Aunque haya circunstancias que nos quiebren, con voluntad de resurrección siempre encontraremos (y la música es uno de los mejores ejemplos de ello) escayolas, tutores, o, en casos más graves, prótesis y ayudas técnicas permanentes para restituir el buen funcionamiento del cuerpo y el espíritu.
Debe ser por ello que en todo campo y barrio siempre haya por lo menos alguien que ande con su guitarra a cuestas. Así sea una guitarra quebrada, como llamamos en mi pueblo a aquella de marca no reconocida, fabricada con madera picada de comején, encordada con plástico y cuyos trastes fueron colocados en su mástil con una precisión que hace rato se fue al traste. Instrumento que desafina en la orquesta de la alienación.

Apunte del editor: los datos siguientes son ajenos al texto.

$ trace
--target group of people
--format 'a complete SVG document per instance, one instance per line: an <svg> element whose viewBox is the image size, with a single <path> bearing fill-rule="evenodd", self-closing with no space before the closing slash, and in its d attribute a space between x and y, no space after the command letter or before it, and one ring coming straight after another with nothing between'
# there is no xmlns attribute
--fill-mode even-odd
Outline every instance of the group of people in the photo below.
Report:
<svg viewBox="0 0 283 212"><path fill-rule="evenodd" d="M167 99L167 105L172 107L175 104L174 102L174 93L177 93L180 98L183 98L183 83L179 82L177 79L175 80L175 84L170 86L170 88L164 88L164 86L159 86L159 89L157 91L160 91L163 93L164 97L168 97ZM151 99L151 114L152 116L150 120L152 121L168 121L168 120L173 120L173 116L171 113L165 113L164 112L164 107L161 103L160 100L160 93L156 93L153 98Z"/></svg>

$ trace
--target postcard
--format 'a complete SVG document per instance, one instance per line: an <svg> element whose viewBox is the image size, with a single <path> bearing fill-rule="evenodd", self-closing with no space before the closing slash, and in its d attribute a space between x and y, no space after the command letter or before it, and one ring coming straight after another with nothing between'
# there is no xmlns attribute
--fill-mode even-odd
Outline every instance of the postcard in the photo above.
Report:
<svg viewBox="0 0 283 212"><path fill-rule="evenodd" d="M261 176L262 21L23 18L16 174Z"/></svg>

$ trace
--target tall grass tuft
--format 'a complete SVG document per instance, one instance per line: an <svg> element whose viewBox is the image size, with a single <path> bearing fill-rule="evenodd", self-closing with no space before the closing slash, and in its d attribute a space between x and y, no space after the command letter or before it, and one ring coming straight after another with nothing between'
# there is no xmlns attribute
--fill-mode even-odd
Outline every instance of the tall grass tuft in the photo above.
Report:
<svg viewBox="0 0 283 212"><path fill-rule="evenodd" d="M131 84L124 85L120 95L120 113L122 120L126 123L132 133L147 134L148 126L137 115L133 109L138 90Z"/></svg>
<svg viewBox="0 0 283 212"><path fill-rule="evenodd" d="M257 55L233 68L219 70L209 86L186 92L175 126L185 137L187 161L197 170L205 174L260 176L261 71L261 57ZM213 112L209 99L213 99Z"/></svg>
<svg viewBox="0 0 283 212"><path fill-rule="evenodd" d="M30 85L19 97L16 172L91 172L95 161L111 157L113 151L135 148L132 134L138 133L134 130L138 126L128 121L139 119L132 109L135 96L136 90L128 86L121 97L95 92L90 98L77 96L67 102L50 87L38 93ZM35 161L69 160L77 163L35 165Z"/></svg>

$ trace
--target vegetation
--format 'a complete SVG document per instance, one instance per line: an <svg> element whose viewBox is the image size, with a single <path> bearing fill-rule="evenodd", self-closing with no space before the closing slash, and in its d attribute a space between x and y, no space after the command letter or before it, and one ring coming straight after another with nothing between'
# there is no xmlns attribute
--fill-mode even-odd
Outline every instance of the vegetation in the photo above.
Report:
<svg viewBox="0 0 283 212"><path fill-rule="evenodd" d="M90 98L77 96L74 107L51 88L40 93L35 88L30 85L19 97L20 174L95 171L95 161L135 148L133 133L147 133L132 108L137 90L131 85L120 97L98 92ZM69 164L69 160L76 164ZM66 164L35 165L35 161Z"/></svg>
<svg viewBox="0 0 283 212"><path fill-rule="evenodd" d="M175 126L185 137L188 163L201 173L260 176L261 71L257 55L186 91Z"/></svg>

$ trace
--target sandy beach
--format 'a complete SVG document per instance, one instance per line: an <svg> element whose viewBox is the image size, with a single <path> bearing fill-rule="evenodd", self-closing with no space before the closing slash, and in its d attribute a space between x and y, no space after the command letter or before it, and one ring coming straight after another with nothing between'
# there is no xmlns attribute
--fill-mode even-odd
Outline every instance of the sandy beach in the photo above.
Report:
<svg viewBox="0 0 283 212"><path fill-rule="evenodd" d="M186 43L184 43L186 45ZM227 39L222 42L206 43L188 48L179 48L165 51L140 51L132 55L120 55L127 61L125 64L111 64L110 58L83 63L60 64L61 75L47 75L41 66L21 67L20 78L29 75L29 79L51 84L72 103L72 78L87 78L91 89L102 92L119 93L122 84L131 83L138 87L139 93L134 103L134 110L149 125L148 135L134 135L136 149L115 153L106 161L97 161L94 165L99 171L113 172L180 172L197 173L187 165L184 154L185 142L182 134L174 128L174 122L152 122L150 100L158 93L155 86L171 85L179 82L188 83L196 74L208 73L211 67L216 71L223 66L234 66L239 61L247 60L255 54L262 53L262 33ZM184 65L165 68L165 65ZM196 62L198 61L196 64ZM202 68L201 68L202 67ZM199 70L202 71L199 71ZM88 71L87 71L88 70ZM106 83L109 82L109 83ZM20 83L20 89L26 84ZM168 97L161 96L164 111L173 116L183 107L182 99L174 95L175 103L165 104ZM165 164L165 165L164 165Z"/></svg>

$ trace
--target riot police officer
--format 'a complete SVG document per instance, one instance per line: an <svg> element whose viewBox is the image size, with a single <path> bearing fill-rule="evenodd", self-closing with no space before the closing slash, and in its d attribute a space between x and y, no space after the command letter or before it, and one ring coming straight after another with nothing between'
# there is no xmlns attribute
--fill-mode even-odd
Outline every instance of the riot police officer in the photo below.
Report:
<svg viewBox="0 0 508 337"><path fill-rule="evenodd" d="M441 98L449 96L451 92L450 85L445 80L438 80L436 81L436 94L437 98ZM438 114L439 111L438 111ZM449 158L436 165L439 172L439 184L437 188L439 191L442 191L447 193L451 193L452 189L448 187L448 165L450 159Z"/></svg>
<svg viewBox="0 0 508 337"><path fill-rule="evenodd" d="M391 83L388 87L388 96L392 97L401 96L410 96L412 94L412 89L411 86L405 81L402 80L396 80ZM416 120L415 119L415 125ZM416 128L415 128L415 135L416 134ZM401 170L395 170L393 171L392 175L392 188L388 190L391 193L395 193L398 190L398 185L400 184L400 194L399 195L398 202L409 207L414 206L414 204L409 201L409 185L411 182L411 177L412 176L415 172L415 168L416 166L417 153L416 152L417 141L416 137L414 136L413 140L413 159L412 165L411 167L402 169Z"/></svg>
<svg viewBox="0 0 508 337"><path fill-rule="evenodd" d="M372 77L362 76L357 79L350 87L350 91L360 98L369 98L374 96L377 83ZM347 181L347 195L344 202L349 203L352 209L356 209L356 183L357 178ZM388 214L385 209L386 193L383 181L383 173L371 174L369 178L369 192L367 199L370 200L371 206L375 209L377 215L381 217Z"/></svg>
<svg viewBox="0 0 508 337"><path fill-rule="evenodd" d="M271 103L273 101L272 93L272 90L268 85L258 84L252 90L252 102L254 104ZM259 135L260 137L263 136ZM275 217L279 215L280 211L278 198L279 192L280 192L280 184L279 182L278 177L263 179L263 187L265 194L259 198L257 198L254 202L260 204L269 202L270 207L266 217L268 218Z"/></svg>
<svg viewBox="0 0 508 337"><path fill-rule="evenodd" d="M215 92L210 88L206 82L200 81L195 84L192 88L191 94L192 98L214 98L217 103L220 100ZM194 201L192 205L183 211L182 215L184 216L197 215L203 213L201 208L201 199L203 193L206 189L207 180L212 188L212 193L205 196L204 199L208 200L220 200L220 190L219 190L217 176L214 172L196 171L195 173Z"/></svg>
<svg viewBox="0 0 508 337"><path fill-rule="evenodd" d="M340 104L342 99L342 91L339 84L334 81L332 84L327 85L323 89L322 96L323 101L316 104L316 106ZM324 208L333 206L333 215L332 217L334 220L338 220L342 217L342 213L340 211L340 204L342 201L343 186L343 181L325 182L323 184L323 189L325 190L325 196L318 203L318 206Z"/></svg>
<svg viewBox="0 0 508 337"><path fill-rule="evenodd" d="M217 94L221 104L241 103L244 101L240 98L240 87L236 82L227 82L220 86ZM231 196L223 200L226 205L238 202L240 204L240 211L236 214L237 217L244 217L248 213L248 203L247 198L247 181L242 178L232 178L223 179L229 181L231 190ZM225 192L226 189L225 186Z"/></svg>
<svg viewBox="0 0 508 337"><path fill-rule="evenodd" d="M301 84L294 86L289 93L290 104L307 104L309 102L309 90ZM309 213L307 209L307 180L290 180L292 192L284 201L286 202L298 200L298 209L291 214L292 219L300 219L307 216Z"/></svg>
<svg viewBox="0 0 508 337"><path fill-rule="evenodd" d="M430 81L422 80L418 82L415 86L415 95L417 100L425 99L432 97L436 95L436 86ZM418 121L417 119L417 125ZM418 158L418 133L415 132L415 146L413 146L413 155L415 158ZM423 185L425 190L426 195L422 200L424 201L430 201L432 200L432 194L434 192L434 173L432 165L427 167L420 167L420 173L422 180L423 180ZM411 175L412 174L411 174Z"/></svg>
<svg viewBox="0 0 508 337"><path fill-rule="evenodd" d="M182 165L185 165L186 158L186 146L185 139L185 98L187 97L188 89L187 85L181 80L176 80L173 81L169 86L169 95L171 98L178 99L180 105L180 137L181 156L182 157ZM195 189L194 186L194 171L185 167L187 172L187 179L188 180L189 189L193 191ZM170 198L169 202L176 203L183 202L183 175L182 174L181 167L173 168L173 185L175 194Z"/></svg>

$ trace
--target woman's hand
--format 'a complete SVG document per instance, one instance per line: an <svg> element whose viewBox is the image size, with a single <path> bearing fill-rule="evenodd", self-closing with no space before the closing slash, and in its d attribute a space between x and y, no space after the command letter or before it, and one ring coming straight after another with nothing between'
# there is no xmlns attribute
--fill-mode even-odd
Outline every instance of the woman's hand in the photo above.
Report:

Es esta guitarra quebrada la que me quebranta. La que manos ancianas desenfundan con la ternura con la que seguramente desnudaron por primera vez al ser amado. Esa que manos jóvenes esgrimen para agitar con su canto. Aquella que todas las manos acarician en tono menor y es el mayor solsticio que anhela quien está en desamparo.
Guitarra quebrada que, trémula, se presta para el juego erótico de la creación y participa de nuestros actos escatológicos. Milagro acústico que recorre escaleras y callejones.
Reciedumbre clásica de pueblo en armas que arpegia al pie de la cuna. Extensión del alma de quien compone para componer a las demás personas.
Esclusa del sentimiento. Pizzicato corajúo que reta la virtud. Acorde social, sexteto comunitario. Felicidad aguda que aviva la nota gregaria aún en el ámbito de lo íntimo. Grave salvajismo que bordonea los encuentros y restituye los abrazos.
Cajita de música para la perseverancia. Resonancia armónica de todos los sueños. No cese nunca tu canto aunque tengas la voz rota, querida guitarra quebrada.